On Wednesday 2 November, the DA will join thousands of South Africans from diverse civil society groupings and other opposition parties in a mass march in Tshwane, in support of Mr Gordhan on the day he appears in court. Mr Gordhan has stated publically that he has no faith in Advocate Abrahams, the National Director of Public Prosecutions, to give him a fair hearing. Last week, the DA requested a debate of national importance to discuss the politicization of the NPA, but it was rejected by the Speaker. This underscores yet again that the ANC’s malaise runs far deeper than Zuma.
The capture of our state by the Zuma/Gupta faction is well advanced. It threatens to reduce our democracy to an authoritarian kleptocracy – the two objectives of state capture being to entrench power and facilitate plunder.
That both President Zuma and Des van Rooyen (who replaced Finance Minister Nhlanhla Nene for four days in Zuma’s abortive attempt to capture the Treasury last year) resorted to an interdict to stop the release of the Public Protector report into state capture, and that the Guptas resorted to threatening Thuli Madonsela, suggests that its contents are highly incriminating and may yet lead to Zuma’s downfall.
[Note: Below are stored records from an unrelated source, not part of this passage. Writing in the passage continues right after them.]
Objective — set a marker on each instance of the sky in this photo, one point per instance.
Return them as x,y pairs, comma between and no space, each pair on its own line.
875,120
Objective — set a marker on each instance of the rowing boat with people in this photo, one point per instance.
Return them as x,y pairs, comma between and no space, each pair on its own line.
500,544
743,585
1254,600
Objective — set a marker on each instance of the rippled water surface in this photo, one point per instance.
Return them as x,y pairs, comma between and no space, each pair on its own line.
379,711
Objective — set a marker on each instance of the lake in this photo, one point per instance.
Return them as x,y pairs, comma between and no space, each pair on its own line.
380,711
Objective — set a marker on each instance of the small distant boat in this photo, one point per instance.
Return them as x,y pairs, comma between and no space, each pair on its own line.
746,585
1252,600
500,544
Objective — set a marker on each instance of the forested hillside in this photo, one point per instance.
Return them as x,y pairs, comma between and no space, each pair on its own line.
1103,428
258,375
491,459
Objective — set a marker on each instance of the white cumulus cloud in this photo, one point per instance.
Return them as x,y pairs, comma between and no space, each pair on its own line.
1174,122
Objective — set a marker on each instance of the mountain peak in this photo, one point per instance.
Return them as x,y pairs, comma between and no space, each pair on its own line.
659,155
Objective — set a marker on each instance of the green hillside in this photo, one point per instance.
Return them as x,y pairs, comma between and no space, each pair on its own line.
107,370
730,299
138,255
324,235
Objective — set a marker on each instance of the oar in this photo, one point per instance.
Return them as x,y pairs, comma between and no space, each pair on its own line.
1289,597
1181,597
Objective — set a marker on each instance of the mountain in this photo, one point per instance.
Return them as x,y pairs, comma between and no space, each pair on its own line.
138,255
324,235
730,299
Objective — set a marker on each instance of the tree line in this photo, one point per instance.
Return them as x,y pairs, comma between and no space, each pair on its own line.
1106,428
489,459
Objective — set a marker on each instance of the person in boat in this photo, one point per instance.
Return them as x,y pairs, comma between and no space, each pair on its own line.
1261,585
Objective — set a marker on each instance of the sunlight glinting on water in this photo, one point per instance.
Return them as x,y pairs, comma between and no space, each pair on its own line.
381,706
As the original complainants, the DA will be in court on Tuesday 1 November to oppose their application. Her investigation was instigated at our request in March, and signed off by her last week, on her last day in office as Public Protector. Her replacement, Advocate Busisiwe Mhwebane, has decided not to oppose Zuma’s interdict application. This suggests that she is not entirely free from Zuma/Gupta influence, which is a cause for great concern.
Helen Zille saw the first signs and warned South Africans of the danger of state capture years ago. The DA has been at the forefront of the battle to save South Africa since the first evidence of state capture by Zuma arose in 2009 before he even became President, when his corruption charges relating to the arms deal were dropped for no valid reason. It was DA legal action that gave rise to the “spy tapes saga” that finally had that decision declared irrational, opening the way for Zuma’s corruption charges to be reinstated.
Over the past eight years, we have exposed and opposed the deployment of many ANC cronies to key positions, including Ellen Tshabalala and Hlaudi Motsoeneng at the SABC, Judge John Hlophe at the Western Cape High Court, Advocates Menzi Simelane, Nomgcobo Jiba and Shaun Abrahams at the NPA, Berning Ntlemeza as head of the Hawks, Dudu Myeni at SAA, Brian Molefe at Eskom, Des van Rooyen as Finance Minister, Mosebenzi Zwane as Mining Minister and Tom Moyane at SARS.
We are fighting SADTU’s capture of our basic education department and we’re fighting the nuclear deal, which wouldn’t see the light of day if Tina Joemat-Petersson and Brian Molefe were not Zuma lackeys heading up the Energy Ministry and Eskom respectively.
Every victory for South Africa against state capture has been on the back of DA action. And we will continue this fight for as long as needs be. But ultimately, the only way to put a conclusive stop to state capture is to vote the ANC out of power. Thankfully, this is still an option, since we still have an electoral commission that is independent. But after their bruising losses in the 2016 election, the ANC was quick to attack the IEC. South Africa’s electoral commission may or may not hold out against ANC capture for the next eight years until 2024. This is not a chance we can afford to take. State capture must end, along with the ANC’s misrule, in 2019.